Torniamo a parlare dell’attentato di ieri alla scuola spagnola Cervantes di Roma. In un volantino, di circa venti righe di testo, recapitato alla sede del quotidiano “Il manifesto” la violenza è stata rivendicata dal gruppo anarco-insurrezio-nista spagnolo, lo stesso che “firmò” alcuni mesi fa i pacchi bomba arrivati a Roma e Milano nelle sedi della compagnia aerea spagnola Iberia.

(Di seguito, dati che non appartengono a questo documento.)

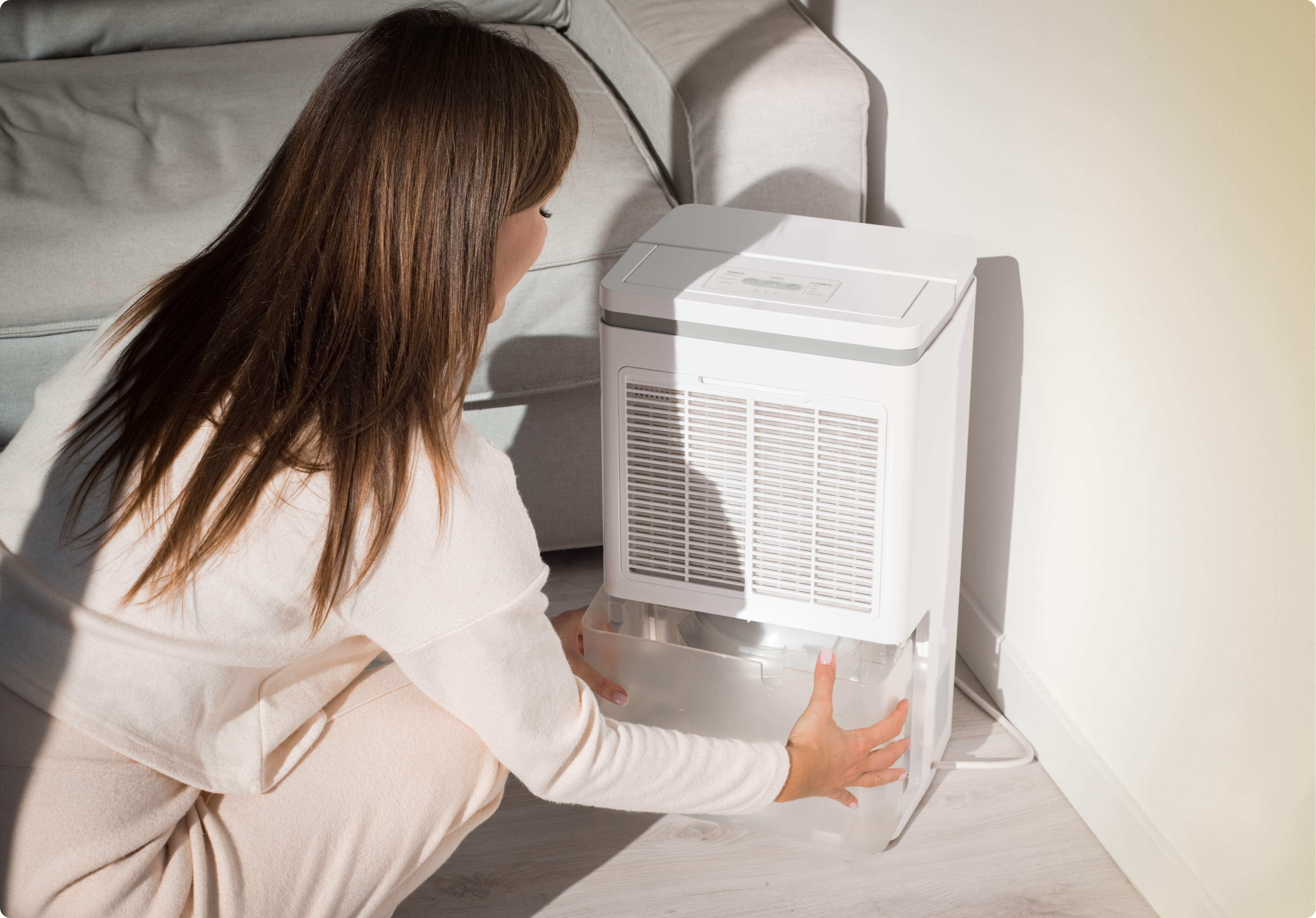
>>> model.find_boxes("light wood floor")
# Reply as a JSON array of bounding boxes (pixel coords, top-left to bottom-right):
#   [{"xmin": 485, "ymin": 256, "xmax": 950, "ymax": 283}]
[{"xmin": 397, "ymin": 550, "xmax": 1155, "ymax": 918}]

Sono in corso gli accertamenti.

 

Il governatore della Banca di Francia, Jean-Claude Trichet, è stato assolto nell’ambito della vicende Crédit Lyonnais. La sentenza è cruciale per le ambizioni di Trichet di succedere a Wim Duisenberg alla guida della Banca Centrale Europea (Bce).

 

Tragedia automobilistica stamani in Egitto: nello scontro tra un pullman e un’automobile sulla strada costiera del Sinai che da Ismailia porta a Sharm El Sheikh, tre turisti italiani hanno purtroppo perso la vita ed altri cinque sono rimasti feriti. Gli autisti dei due mezzi sono entrambi stati arrestati. Gli accertamenti sono in corso.